4. Materials and Methods

4.1. Plant Material and RNA Extraction

The kenaf mutant cultivar “Jangdae” was planted in the experimental field at the Korea Atomic Energy Research Institute (KAERI, Jeongeup, Korea) in 2018. Young apical stem and leaves were collected, immediately frozen in liquid nitrogen, and ground into fine powder. Total RNA was extracted using a Hybrid-RTM kit (GeneAll Biotechnology Co., Seoul, Korea) according to the manufacturer’s protocol. The total RNA quality was assessed using an Agilent 2100 Biosystem (Agilent Technologies Inc., Santa Clara, CA, USA). RNA with a concentration of 1–10 μg and RNA integrity number (RIN) >8.0 was used for sequencing.

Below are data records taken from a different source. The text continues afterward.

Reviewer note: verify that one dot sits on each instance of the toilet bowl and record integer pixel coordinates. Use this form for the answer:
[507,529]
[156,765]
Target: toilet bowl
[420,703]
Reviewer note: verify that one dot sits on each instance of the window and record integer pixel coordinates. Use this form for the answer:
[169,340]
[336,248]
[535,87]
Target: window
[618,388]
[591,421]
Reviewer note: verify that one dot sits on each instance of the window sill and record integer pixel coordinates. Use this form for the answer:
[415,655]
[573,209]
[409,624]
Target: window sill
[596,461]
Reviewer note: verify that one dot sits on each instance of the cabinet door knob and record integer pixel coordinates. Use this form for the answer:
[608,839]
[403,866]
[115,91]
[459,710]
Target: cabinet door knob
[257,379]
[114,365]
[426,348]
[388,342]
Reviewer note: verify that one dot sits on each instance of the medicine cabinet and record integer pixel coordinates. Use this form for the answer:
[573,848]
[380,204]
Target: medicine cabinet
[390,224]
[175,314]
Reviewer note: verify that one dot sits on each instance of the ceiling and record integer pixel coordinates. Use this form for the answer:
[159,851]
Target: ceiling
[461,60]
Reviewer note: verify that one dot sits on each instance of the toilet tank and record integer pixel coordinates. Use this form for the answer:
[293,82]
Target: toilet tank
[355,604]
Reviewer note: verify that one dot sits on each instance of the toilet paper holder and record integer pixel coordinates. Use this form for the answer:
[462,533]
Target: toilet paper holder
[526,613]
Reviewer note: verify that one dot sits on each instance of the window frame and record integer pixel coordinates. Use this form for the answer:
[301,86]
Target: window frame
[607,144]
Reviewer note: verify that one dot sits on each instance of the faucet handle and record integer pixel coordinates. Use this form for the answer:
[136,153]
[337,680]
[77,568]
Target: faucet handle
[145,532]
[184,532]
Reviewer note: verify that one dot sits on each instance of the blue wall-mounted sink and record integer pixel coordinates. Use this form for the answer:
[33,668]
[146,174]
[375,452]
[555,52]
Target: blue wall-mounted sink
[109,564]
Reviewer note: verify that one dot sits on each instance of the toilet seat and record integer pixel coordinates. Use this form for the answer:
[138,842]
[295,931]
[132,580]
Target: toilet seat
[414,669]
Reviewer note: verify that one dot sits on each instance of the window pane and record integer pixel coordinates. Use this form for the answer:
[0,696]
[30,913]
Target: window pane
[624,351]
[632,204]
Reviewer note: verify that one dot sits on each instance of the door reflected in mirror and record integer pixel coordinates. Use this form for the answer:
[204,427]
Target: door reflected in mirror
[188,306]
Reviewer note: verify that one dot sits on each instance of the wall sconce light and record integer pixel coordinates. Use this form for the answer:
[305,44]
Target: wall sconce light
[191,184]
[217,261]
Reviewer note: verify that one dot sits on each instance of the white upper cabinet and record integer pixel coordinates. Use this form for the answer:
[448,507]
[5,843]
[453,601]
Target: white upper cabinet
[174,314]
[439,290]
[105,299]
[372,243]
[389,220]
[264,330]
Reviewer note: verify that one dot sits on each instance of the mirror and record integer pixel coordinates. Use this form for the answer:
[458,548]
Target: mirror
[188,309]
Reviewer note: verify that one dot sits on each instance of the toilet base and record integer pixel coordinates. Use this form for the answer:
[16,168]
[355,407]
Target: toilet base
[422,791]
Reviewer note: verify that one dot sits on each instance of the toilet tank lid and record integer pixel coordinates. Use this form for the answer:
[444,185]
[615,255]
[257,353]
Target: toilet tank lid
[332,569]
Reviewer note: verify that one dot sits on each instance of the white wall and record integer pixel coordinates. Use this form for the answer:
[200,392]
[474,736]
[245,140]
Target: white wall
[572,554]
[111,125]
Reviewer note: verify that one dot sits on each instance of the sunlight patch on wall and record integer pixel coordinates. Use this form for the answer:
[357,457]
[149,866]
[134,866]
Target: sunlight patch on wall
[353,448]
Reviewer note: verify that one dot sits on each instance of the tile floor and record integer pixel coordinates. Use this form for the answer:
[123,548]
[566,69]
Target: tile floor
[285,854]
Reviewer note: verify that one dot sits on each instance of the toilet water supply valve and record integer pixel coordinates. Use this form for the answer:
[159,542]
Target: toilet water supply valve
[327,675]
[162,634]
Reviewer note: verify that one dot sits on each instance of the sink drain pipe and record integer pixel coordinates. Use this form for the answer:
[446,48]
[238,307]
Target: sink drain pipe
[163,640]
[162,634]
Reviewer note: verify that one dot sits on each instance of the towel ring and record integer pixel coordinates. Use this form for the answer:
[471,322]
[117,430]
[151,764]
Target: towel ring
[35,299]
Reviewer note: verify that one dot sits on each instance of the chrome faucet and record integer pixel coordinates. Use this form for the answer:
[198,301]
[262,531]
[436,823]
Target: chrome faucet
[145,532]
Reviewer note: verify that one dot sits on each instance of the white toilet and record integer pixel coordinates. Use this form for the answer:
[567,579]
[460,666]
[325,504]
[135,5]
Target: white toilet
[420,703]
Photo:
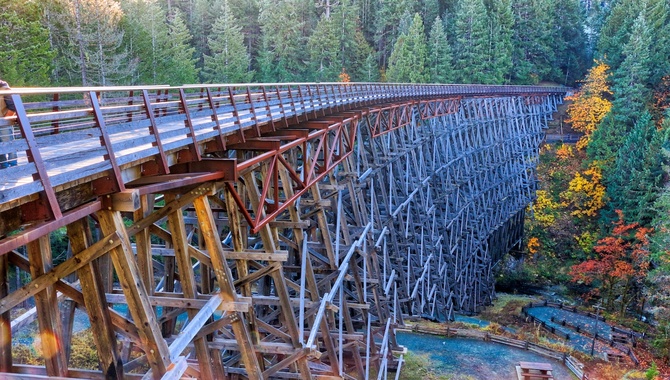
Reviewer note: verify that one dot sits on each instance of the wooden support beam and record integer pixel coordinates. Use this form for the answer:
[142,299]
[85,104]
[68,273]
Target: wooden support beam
[48,315]
[94,297]
[138,298]
[188,284]
[225,279]
[5,321]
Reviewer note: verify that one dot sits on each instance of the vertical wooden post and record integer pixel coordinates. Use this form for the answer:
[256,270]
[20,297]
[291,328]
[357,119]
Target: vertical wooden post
[96,305]
[225,279]
[143,244]
[39,254]
[188,284]
[136,294]
[5,322]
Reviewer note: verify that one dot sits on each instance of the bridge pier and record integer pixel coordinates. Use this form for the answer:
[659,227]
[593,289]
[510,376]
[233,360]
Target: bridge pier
[288,249]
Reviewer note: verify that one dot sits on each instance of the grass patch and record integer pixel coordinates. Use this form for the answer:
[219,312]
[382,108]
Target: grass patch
[419,367]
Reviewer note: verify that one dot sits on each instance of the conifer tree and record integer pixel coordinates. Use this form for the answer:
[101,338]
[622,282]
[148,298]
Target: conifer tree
[533,56]
[636,180]
[471,63]
[616,31]
[407,63]
[283,43]
[24,42]
[500,24]
[145,35]
[323,50]
[630,80]
[439,62]
[95,49]
[182,68]
[229,62]
[387,22]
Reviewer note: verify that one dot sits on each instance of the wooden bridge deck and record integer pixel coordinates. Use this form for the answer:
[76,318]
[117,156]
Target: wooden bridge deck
[297,223]
[68,136]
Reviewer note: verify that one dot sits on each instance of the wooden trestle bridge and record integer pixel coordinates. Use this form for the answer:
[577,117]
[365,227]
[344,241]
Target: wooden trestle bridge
[256,231]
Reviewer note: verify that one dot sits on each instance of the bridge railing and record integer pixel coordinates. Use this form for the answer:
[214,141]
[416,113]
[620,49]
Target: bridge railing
[63,135]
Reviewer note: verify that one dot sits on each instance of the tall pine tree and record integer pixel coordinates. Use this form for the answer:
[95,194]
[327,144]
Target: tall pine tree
[229,62]
[471,50]
[407,63]
[440,66]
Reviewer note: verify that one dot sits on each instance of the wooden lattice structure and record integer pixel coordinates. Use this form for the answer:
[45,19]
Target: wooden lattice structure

4.2. PacBio SMRT Iso-Seq Sequencing and Data Analysis

Using a Clontech SMARTer PCR cDNA synthesis kit (Takara Bio USA; Inc., Mountain View, CA, USA), cDNA was synthesized from the extracted RNA, followed by size selection (1–6 kb) using a Bluepippin^TM system (Sage Science Inc., Beverly, MA, USA). A template library was prepared using a SMRTbell library kit for sequencing on the PacBio RS II platform (Pacific Biosciences, Palo Alto, CA, USA) at the National Instrumentation Center for Environmental Management (NICEM), Seoul National University, South Korea. Raw data were processed following the ToFU (transcript isoform full-length and unassembled) pipeline (GitHub, Pacific Biosciences of California, Inc., Menlo Park, CA, USA). Raw reads were characterized into full-length and non-full-length reads based on primer and poly (A) tail detection. The full-length reads were clustered to predict consensus isoforms, then reclustered with non-full-length reads using Quiver (included in ToFU pipeline) to generate high-quality polished consensus transcripts with an accuracy >99% [42]. Redundant sequences were removed, and orthologous genes were analyzed by clustering the final consensus transcripts using CD-HIT-EST in the CD-HIT package (v.4.6) with a threshold value of 0.99 identity (Li Lab at UCSD, La Jolla, CA, USA). The PacBio-seq raw reads can be accessed at NCBI with the following accession number: SRR8586247 (Sequence Read Archive number; https://www.ncbi.nlm.nih.gov/sra/).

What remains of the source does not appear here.